Looking Back to Look Ahead: President Hoganson Impacted by Memory for First President
There is a headstone on Hillcrest's campus that I haven't really noticed until now. It is a marker commemorating the life of E.M. Broen. Broen was a strong voice for Hillcrest, founding it out of the Lutheran Brethren Schools (LBS) in 1916. He tragically died in Norway on an evangelistic tour in 1938. The school and his family could not afford to transport his earthly remains back to U.S. soil, so he is buried in Norway. The school erected a headstone that sits in front of a patio facing the Castle to celebrate the life of its founder. In studying this man I have grown to see the steady hand of God on Hillcrest Academy.
In 1903, then LBS President E.M. Broen led a service dedicating the schools to the Lord’s service. He preached from Zechariah 4:1-10, finding striking similarities between a remnant that desired to serve the Lord in Israel and what he called the “courageous pioneers” launching LBS. Broen noted that both groups faced a mountain of obstacles, drawing out fears that their work would be in vain. But in all this, Broen’s voice must’ve sounded like a confident warrior when he spoke of the work in founding the schools, saying the words from Zechariah, “Not by might nor by power, saith the Lord, but by my spirit.”

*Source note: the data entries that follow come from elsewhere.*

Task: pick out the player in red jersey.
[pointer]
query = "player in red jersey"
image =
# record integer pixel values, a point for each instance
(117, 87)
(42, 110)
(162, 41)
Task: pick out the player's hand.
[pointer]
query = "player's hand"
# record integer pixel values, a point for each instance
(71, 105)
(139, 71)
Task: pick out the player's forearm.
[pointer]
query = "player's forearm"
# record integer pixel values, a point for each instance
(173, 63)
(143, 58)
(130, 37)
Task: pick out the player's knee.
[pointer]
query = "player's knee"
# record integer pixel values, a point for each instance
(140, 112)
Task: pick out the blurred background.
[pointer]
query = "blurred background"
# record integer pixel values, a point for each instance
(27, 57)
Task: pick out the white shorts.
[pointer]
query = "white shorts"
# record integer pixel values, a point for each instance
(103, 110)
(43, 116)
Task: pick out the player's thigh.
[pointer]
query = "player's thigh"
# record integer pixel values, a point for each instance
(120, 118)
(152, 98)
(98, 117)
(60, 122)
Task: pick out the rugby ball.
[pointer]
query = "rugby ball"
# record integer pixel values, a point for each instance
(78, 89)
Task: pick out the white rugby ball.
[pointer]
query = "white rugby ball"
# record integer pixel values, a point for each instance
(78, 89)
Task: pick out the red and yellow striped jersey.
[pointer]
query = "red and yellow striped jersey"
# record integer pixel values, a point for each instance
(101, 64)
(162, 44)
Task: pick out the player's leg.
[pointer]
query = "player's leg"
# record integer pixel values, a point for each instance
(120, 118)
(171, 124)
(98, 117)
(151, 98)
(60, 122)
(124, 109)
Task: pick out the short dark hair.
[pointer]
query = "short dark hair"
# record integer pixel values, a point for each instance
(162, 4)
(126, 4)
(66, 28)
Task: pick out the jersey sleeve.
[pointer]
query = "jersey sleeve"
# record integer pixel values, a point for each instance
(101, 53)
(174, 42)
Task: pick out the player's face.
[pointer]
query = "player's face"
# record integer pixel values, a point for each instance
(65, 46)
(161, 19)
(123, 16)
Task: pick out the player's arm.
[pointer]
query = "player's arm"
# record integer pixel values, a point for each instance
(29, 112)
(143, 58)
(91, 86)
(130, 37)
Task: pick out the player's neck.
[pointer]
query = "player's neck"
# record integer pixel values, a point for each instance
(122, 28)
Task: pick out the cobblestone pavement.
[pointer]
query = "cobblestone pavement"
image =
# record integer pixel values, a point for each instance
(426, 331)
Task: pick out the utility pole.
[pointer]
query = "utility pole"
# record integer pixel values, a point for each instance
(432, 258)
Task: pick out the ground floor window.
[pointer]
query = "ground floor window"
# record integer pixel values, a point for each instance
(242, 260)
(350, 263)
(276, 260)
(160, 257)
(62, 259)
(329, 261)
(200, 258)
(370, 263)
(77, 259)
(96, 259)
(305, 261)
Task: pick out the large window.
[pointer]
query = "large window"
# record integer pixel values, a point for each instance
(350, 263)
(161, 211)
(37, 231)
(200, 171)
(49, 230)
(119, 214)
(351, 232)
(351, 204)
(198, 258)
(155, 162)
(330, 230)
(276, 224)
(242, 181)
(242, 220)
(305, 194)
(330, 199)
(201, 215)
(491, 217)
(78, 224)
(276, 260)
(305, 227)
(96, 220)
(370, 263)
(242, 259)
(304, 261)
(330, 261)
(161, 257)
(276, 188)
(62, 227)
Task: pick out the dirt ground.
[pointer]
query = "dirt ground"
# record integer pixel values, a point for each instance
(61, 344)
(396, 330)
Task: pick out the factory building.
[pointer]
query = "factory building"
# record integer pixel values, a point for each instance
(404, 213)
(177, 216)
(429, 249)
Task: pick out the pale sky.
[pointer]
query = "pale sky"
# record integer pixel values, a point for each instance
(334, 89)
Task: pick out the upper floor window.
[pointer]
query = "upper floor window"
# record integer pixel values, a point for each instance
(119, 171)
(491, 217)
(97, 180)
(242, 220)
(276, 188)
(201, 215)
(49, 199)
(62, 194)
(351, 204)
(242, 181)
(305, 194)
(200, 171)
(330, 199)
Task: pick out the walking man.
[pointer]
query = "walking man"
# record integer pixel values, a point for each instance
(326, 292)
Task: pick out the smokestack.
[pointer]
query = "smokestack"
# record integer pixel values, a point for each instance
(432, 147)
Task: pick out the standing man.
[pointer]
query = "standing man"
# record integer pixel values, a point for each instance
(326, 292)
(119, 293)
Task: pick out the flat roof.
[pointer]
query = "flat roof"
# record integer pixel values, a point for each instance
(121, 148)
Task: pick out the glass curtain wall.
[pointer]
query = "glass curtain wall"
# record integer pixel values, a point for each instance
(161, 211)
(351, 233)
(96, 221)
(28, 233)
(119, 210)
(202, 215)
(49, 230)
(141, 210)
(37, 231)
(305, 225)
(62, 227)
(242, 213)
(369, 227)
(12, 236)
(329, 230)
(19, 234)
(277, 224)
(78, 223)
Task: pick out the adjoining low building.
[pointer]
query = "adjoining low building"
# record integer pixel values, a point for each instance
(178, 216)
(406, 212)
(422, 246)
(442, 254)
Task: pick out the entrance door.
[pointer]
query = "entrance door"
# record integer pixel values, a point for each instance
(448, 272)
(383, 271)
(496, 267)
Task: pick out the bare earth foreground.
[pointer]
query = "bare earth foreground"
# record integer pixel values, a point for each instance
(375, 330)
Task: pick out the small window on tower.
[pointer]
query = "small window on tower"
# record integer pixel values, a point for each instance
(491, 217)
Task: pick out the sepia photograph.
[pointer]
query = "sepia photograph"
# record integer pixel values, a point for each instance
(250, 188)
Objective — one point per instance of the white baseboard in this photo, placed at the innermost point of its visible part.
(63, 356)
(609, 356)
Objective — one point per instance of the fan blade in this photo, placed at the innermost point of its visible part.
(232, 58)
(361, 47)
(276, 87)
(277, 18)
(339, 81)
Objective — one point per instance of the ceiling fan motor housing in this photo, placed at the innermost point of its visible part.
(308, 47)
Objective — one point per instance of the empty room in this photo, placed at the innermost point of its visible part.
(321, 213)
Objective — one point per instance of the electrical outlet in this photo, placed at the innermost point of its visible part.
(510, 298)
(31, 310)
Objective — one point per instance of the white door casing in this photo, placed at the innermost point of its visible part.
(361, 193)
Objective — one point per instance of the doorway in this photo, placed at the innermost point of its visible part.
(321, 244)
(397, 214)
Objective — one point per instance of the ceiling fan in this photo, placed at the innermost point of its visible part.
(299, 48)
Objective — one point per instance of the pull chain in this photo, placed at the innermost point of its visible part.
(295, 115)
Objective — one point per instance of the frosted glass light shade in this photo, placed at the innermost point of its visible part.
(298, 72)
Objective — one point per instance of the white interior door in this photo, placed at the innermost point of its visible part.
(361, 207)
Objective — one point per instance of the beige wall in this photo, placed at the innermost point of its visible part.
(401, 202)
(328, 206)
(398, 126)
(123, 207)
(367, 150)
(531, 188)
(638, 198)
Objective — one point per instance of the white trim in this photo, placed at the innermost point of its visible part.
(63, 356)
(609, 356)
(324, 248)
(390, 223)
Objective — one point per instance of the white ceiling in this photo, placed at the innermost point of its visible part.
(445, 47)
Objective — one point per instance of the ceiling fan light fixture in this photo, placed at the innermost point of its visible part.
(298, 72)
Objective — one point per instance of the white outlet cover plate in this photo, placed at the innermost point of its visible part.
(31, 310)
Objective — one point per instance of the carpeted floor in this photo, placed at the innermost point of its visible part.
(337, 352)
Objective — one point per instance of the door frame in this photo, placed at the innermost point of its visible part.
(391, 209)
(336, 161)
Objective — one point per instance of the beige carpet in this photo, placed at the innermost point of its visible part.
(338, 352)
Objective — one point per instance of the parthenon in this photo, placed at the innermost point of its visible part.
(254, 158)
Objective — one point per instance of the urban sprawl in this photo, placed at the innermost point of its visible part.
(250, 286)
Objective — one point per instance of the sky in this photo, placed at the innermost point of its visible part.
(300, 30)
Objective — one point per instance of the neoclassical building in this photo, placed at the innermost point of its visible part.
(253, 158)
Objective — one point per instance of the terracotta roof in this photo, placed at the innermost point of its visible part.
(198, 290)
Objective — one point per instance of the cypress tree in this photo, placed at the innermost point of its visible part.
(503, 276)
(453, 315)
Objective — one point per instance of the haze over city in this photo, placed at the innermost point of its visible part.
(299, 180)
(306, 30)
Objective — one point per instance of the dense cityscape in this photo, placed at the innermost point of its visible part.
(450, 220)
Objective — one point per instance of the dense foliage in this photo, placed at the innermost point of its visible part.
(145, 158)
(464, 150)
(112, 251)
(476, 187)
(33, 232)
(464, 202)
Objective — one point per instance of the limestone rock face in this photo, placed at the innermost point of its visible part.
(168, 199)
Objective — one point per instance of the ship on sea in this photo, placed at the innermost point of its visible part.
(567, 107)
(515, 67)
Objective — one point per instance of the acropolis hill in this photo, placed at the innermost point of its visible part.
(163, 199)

I’ve read that Broen was completely convinced that the God who worked miracles in the past, like those in Zechariah, would also perform miracles of grace in the founding of the school. He noted a few small miracles, the forming of teachers and students into a school body, and the impressive show of support from the Church of the Lutheran Brethren in founding the schools. He especially noted the prayers of praying friends who were desperately concerned with training youth to know Jesus Christ. In all this, there is one simple phrase that is captivating me. Broen said, quoting Zechariah, “Despise not the day of small beginnings.” Those small beginnings are continuing to have an everlasting impact one hundred and fourteen years later.